Recently I was assigned a task by my college professor: we had to write a program in C, but I, being unaware of that, wrote the program in Python. Upon learning that it was necessary to code in C, I had to translate the entire code from Python to C, and I never wrote a C program as fast as I wrote that one. As I was writing, I thought to myself, “I wish there was a way to just convert this to a C code.”
Apparently there is, and companies like Facebook have been using transcoders to do it.
Facebook has launched an Open Source Library named TransCoder, which is basically an entirely self-supervised neural transcompiler system that makes code migration more efficient.
TransCoder builds a sequence-to-sequence (seq2seq) model with attention, composed of an encoder and a decoder with a transformer architecture. It uses a single shared model, based in part on Facebook AI’s previous work on XLM, for all programming languages.

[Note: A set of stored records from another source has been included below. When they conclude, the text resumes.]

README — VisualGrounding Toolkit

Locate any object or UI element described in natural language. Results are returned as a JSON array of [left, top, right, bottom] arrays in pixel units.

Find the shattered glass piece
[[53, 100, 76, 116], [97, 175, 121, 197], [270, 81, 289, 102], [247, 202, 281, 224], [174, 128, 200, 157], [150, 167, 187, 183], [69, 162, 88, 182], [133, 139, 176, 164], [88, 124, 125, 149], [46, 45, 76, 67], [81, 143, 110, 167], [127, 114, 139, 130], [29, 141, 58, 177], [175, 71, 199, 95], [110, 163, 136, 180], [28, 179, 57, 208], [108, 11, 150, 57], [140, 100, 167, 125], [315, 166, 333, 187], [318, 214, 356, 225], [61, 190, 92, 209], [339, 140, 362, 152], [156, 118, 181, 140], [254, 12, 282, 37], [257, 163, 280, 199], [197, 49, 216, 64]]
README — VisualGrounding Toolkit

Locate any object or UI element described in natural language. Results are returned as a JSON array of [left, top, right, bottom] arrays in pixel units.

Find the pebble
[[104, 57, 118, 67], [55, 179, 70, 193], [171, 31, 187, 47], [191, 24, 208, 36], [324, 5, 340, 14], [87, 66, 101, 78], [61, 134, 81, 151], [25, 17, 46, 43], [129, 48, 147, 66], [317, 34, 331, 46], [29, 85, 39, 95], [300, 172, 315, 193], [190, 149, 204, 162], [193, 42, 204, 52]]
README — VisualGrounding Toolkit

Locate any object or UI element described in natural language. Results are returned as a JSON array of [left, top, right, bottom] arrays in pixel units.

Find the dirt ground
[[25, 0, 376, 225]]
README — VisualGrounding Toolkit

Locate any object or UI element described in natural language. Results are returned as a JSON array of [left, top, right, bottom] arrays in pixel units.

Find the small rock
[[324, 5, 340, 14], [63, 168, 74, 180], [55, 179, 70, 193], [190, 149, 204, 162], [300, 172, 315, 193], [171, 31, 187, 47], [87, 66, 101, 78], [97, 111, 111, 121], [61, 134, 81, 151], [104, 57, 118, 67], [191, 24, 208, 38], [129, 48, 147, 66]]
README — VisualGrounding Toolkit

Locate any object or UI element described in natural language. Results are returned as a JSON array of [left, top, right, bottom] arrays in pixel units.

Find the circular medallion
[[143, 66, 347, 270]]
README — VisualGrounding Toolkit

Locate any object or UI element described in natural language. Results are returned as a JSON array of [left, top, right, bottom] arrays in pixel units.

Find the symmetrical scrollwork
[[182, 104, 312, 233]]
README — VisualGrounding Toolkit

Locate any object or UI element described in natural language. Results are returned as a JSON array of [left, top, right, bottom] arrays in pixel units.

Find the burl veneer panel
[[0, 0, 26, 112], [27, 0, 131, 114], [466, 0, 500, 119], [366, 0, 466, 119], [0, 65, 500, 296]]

The striking feature about TransCoder is that it does not require a parallel data for training. The difference between a TransCoder model from the traditional supervised models is that in self-supervised models the same code for both source and target languages is not needed. That solves many problems as both source and target codes for languages such as COBOL to C++ simply don’t exist.
In order to better understand the mechanisms behind TransCoder, one must first consider the different elements of translation, translator programs, and transcompilers.

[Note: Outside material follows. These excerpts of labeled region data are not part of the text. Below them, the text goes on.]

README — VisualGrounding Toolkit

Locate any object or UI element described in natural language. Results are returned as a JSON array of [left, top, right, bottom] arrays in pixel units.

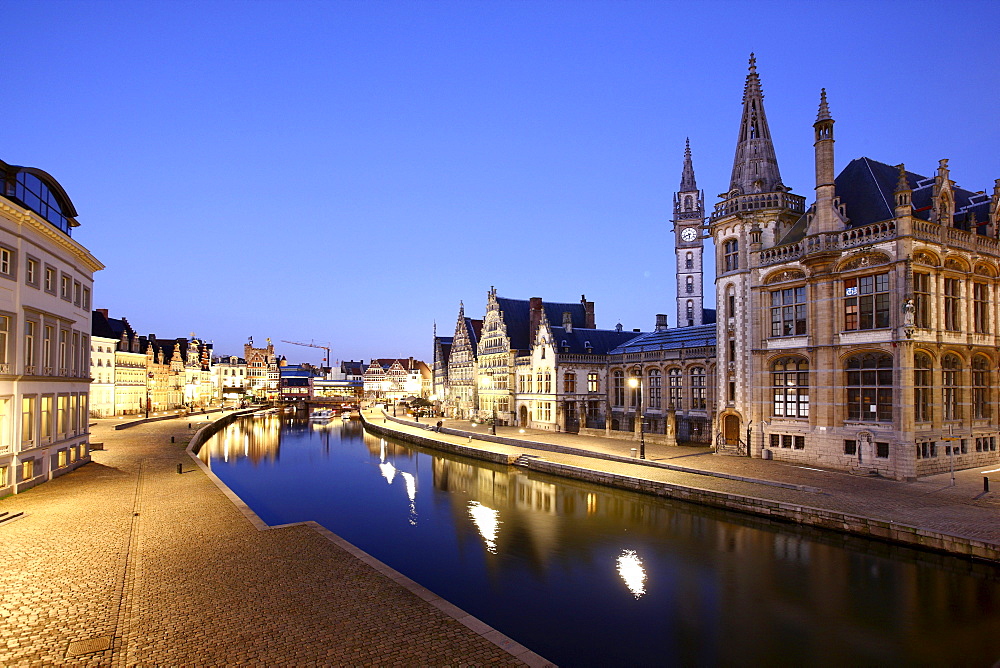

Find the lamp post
[[628, 367, 646, 459]]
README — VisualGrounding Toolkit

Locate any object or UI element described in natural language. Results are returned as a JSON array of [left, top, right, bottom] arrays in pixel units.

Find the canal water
[[199, 416, 1000, 666]]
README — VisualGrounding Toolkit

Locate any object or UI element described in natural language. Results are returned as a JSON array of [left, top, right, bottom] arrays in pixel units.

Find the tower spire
[[729, 53, 785, 194], [680, 138, 698, 193]]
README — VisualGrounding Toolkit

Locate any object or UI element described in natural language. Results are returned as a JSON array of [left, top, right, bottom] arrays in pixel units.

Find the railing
[[711, 193, 806, 221]]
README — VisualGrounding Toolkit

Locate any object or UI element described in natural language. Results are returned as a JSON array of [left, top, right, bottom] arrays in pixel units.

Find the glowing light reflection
[[618, 550, 646, 599], [469, 501, 503, 554]]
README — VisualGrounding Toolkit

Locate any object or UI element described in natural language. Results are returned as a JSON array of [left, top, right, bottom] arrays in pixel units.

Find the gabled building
[[515, 308, 639, 435], [0, 161, 104, 497]]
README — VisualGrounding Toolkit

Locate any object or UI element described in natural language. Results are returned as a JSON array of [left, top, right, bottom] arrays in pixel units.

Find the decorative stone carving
[[840, 253, 889, 271], [764, 269, 806, 285]]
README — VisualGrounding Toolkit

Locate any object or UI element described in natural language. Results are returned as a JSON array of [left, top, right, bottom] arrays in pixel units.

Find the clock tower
[[673, 141, 705, 327]]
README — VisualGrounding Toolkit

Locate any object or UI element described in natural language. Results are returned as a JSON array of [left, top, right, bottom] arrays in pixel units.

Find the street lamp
[[628, 367, 646, 459]]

When I first delved into the topic, I realised that Migrating codebase from an old programming language such as COBOL to a modern alternative like Java or C++ or Python is a very difficult yet essential task. It requires a lot of expertise and human effort. I learned that there are trans-compilers available. A transcompiler is a translator which converts between programming languages that operate at a similar level of abstraction. Using a transcompiler and manually adjusting the output source code may be a faster and cheaper solution than rewriting the entire codebase from scratch, however the limitation with them is that they are still rule-based code translators. Unfortunately, the resulting translations often lack readability, fail to respect the target language conventions, and require manual modifications in order to work properly. The overall translation process is time consuming and requires expertise in both the source and target languages, making code-translation projects expensive.

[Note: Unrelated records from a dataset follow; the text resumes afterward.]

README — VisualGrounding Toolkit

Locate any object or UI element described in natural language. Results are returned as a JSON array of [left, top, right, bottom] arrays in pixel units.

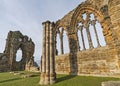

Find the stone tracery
[[41, 0, 120, 84]]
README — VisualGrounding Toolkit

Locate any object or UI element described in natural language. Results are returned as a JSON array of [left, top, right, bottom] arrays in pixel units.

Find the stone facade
[[0, 31, 35, 72], [41, 0, 120, 84]]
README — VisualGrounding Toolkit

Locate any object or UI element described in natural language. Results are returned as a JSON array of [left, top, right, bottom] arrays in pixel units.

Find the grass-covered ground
[[0, 72, 120, 86]]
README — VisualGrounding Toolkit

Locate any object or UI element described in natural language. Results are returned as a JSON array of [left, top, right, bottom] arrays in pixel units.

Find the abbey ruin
[[0, 31, 35, 72], [40, 0, 120, 85]]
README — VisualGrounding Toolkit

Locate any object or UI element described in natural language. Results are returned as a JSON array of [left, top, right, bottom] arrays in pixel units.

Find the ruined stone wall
[[55, 0, 120, 75], [0, 31, 35, 72], [55, 47, 119, 75]]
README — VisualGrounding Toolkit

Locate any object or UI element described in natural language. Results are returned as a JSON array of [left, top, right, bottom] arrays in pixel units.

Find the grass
[[0, 72, 120, 86]]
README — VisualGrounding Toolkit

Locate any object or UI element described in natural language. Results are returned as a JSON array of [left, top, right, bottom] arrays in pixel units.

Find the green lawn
[[0, 72, 120, 86]]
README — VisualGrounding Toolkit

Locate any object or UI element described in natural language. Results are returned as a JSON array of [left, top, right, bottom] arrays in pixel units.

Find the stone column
[[44, 21, 50, 85], [40, 22, 46, 85], [50, 23, 56, 84], [60, 32, 64, 54], [79, 26, 86, 50], [40, 21, 56, 85], [85, 22, 93, 49], [76, 31, 80, 51], [91, 20, 101, 47]]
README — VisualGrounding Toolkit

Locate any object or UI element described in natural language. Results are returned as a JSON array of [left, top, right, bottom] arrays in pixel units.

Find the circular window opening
[[16, 49, 22, 62]]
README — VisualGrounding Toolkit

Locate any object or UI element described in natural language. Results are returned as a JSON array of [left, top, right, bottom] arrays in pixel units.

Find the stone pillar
[[85, 22, 93, 49], [76, 31, 80, 51], [91, 20, 101, 47], [40, 23, 46, 85], [79, 26, 86, 50], [50, 23, 56, 84], [40, 21, 56, 85], [44, 21, 50, 85], [60, 32, 64, 54]]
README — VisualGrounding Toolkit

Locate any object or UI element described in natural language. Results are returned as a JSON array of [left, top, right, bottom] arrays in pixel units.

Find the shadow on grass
[[0, 78, 21, 83], [57, 75, 76, 83]]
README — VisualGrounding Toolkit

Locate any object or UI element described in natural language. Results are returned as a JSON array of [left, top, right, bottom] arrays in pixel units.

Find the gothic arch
[[69, 1, 115, 47]]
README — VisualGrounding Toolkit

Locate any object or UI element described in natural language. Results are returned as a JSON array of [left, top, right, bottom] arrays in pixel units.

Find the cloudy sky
[[0, 0, 85, 60]]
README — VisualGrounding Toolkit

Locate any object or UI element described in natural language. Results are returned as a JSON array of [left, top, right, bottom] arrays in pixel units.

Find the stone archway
[[0, 31, 37, 71], [40, 0, 120, 84]]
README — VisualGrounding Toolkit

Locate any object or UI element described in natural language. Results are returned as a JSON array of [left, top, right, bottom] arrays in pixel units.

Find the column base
[[39, 73, 45, 85], [50, 73, 56, 84]]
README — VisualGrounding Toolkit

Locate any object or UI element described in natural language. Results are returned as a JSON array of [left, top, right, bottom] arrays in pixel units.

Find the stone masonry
[[40, 0, 120, 84], [0, 31, 35, 72]]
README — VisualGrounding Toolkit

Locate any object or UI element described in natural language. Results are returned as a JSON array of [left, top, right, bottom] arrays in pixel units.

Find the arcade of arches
[[40, 0, 120, 85]]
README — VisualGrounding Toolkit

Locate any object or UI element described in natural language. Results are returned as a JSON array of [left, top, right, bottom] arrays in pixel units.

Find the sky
[[0, 0, 85, 60]]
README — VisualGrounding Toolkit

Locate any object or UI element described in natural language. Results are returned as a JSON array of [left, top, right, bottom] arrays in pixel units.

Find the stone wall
[[55, 46, 119, 75], [0, 31, 38, 72]]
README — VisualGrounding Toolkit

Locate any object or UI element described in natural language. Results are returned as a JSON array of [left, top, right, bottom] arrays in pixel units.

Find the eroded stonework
[[0, 31, 35, 72], [40, 0, 120, 84]]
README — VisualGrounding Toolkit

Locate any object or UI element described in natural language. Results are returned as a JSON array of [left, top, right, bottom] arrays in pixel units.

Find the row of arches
[[56, 13, 106, 55]]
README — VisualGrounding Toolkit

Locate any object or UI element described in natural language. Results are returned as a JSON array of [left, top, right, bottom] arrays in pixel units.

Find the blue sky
[[0, 0, 85, 60]]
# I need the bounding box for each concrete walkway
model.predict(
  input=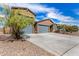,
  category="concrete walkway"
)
[28,33,79,56]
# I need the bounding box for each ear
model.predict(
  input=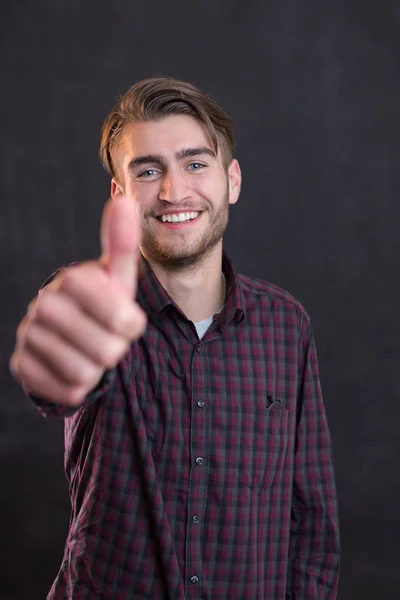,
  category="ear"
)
[111,177,124,200]
[228,158,242,204]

Converting between two object oriented languages like Java and C++ is incredibly complex, yet they are both C based. The translator program would have to have perfect knowledge of the standard libraries for both languages to be able to know the differences in behaviour.
Also to figure out how to convert a construct in the first language to a construct in the second language is another challenge. It is fine if you’re doing an object in C++ to an object in Java but what about the C++ structs? Or the functions outside of the C++ classes?
Programming languages are similar to natural languages in many ways, and natural language translation has been studied extensively. Yet it is also true that programming languages have a distinct structure which makes it harder to use the same tools for translation. For instance, the RNN-based sequence generator, which easily generates phrases in a natural language, finds it difficult to generate long syntactically correct programs.
Translating source code from one Turing-complete language to another is always possible in theory. Unfortunately, building a translator is difficult in practice: different languages can have different syntax and rely on different platform APIs and standard-library functions.
To sum up; these advances in machine translation for programming languages would not only make code migration easier but also could help people who don’t have the time or cannot afford courses to learn to program in multiple languages, or maybe even help complete assignments for students like me. However we still have a long way to go.